If every four bits are greater than 4, adjust (lower 4 bits) +0x3 (upper 4 bits) +0x30. The fourth bit and the highest bit can be used to judge.
0000 0000 0000 1010 1000. Shift 0000 0000 0001 0101 000. Do not adjust.
Shift 0000 0000 0010 1010 00.
Do not adjust . Shift 0000 0000 0101 0100 0. Adjust +0011 0000 0000 1000 0100 0. Shift 0000 0001 0000 1000. Do not adjust. Shift 0000 0010 0001 000. Shift 0000 0100 0010 00. Shift 0000 1000 0100 0 Adjust +110000 0000 1011 0100 Shift 0001 0110 1000

This is 8-bit hex to bcd 16-bit can be shifted 16 times accordingly, the register is expanded

Algorithm principle
This algorithm uses a step-by-step shifting method:
Step 1: Add a 24-bit shift register as a shift register
Step 2: Shift the binary number to the left step by step
Shift the decimal number to be converted to the left step by step in binary form.
Step 3: Shift the big four plus three by
one bit each time it is shifted to the left, and the BCD bit is compared with 4. If it is greater than 4, add 3. If it is not greater than 4, continue to shift left and then continue to compare with 4.
Step 4: After all the carry numbers are shifted, the result is obtained.

一沙一世

damiaa posted on 2023-10-14 20:58 0xa8 ==>1010 1000 Convert 168 If every four bits are greater than 4, adjust (lower 4 bits) +0x3 &nb ...

Thank you very much.

damiaa

Yishayishi published on 2023-10-15 10:31 Thank you very much. Thank you very much.

Thank you for the progress during this period.

一沙一世

damiaa posted on 2023-10-14 20:58 0xa8 ==>1010 1000 Convert 168 If every four bits are greater than 4, adjust (lower 4 bits) +0x3 &nb ...

Thank you. Why add 3 when the number is greater than 4? What is the principle of this algorithm? Is there any relevant information? Thank you

damiaa

Yishayishi published on 2023-10-15 10:36 Thank you. Why add 3 when it is greater than 4? What is the principle of this algorithm? Is there any relevant information? Thank you

This algorithm was discovered by someone, but I don't know the specific origin of this algorithm.

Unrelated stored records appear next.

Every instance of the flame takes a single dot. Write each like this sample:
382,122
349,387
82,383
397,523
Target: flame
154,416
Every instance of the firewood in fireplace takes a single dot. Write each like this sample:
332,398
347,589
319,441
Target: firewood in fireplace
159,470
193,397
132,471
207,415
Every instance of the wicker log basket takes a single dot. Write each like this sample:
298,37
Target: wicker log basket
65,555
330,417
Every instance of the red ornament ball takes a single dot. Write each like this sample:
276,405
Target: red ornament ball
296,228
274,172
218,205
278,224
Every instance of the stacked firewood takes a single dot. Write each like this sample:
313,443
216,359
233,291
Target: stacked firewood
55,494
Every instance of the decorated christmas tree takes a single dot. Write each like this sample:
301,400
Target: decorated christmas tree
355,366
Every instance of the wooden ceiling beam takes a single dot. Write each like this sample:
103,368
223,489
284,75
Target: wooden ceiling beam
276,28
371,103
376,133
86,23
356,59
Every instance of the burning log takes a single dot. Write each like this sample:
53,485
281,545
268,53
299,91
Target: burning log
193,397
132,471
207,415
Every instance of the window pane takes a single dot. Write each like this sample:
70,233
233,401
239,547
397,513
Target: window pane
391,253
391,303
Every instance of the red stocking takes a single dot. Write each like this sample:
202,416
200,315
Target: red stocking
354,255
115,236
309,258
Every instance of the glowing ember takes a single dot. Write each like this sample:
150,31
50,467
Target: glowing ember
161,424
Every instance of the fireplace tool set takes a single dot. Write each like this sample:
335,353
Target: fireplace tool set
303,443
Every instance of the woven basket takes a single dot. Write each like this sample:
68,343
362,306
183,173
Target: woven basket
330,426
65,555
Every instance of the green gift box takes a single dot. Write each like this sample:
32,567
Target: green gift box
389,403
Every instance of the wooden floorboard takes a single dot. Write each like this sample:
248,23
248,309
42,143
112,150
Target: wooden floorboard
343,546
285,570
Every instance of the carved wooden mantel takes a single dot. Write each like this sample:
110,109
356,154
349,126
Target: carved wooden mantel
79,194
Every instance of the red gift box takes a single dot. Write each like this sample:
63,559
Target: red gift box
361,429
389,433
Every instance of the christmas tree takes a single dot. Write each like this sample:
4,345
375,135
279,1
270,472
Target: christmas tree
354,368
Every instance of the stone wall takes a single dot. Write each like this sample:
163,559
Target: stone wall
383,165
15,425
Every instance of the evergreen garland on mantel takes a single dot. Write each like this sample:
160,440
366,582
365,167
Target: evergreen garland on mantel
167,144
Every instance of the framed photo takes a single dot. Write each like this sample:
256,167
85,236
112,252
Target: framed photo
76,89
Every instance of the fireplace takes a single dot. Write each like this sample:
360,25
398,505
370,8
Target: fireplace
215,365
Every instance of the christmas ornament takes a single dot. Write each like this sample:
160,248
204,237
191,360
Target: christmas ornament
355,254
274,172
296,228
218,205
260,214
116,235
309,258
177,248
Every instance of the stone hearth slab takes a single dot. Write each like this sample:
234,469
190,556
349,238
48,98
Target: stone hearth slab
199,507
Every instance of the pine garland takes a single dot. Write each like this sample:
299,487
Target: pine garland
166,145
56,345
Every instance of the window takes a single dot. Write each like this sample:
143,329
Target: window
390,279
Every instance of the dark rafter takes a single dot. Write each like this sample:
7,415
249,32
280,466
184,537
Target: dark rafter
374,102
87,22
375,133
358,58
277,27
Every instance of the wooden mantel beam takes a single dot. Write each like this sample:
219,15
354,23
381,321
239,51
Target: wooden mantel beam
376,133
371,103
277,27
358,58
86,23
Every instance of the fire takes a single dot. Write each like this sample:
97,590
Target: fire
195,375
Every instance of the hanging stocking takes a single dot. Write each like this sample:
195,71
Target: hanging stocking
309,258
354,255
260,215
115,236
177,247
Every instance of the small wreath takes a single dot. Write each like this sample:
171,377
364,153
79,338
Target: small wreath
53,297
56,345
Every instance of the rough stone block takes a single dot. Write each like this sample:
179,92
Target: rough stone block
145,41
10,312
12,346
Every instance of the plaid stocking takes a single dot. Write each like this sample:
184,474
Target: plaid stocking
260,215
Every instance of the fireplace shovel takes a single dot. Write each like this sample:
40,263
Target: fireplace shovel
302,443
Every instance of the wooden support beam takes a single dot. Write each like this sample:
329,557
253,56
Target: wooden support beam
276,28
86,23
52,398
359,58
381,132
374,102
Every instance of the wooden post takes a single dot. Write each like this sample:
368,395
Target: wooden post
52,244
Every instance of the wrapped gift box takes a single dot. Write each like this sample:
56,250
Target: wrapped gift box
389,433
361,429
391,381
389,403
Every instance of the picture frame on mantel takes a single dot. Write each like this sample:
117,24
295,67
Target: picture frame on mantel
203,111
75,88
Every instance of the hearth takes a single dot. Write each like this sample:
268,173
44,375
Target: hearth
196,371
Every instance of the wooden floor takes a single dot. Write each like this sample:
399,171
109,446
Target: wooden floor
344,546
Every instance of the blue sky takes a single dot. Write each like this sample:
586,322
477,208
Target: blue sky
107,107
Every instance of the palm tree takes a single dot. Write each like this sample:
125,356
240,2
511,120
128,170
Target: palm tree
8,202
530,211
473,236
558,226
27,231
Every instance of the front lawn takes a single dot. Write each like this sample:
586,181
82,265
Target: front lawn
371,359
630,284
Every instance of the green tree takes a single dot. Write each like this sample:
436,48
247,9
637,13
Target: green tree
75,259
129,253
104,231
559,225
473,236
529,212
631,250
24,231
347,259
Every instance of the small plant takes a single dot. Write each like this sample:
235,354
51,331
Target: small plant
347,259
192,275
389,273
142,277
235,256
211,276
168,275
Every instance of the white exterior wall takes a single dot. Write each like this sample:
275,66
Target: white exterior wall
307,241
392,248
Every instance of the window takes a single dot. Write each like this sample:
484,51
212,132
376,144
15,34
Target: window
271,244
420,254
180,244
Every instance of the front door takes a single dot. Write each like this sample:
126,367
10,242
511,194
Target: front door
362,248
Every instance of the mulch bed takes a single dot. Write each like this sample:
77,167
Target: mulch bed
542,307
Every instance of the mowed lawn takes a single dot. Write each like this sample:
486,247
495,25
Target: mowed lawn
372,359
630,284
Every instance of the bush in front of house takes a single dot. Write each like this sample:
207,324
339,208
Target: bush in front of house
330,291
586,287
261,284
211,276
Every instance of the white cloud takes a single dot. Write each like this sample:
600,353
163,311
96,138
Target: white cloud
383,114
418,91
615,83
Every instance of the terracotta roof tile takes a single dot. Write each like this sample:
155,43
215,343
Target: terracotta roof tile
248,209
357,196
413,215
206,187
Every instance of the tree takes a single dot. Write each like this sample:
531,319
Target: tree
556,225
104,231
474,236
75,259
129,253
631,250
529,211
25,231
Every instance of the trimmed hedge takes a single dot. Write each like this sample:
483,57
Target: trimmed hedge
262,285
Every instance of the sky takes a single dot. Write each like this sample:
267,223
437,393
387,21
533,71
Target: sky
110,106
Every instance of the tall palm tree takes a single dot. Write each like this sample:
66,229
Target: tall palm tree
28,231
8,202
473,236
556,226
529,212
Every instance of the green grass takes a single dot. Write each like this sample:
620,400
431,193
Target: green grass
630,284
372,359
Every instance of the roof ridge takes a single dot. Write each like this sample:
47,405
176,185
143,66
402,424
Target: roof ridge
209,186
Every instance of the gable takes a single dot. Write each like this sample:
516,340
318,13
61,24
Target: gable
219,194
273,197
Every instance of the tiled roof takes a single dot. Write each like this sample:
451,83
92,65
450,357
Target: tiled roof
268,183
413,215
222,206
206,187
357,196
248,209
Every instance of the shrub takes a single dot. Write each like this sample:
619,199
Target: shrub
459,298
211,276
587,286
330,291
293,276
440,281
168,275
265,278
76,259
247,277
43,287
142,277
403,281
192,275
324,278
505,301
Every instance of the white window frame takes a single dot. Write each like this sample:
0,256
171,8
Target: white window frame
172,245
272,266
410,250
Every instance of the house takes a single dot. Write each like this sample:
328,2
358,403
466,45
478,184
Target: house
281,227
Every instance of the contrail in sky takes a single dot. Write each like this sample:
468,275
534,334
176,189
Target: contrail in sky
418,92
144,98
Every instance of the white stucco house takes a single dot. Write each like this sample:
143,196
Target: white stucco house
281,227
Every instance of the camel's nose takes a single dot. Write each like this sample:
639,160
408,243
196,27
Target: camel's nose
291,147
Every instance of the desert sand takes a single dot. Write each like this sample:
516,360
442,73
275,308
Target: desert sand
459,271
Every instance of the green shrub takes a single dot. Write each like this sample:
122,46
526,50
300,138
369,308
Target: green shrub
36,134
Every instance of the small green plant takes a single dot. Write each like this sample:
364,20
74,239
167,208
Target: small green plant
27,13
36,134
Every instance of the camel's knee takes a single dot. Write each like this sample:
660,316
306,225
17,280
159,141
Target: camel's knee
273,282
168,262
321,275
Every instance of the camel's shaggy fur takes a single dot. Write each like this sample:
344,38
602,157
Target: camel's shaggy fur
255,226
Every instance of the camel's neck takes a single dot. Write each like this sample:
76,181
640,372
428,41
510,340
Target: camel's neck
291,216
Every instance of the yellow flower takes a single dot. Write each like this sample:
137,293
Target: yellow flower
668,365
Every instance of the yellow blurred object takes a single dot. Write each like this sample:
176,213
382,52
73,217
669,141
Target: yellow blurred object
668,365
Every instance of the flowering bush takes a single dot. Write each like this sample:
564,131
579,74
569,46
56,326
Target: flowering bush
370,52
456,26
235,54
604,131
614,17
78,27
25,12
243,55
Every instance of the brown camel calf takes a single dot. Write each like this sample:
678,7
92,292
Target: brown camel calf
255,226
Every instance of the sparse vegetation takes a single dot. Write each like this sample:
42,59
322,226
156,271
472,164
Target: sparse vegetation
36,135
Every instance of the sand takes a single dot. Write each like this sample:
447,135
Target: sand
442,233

You can try it with some data. This way you can fully understand it, just try it with 8 bits first.

You can also try the 16-bit version. You will understand it after experiencing it.

damiaa

Another addition about bcd

Processed with da command. You can pay attention to it.

led2015

The ADJBCD subroutine adjusts the BCD code by gradually increasing 0x03 and 0x30 and judging whether further adjustment is needed according to the conditions. In this way, the processing of each BCD code is completed and the adjusted BCD code value is returned.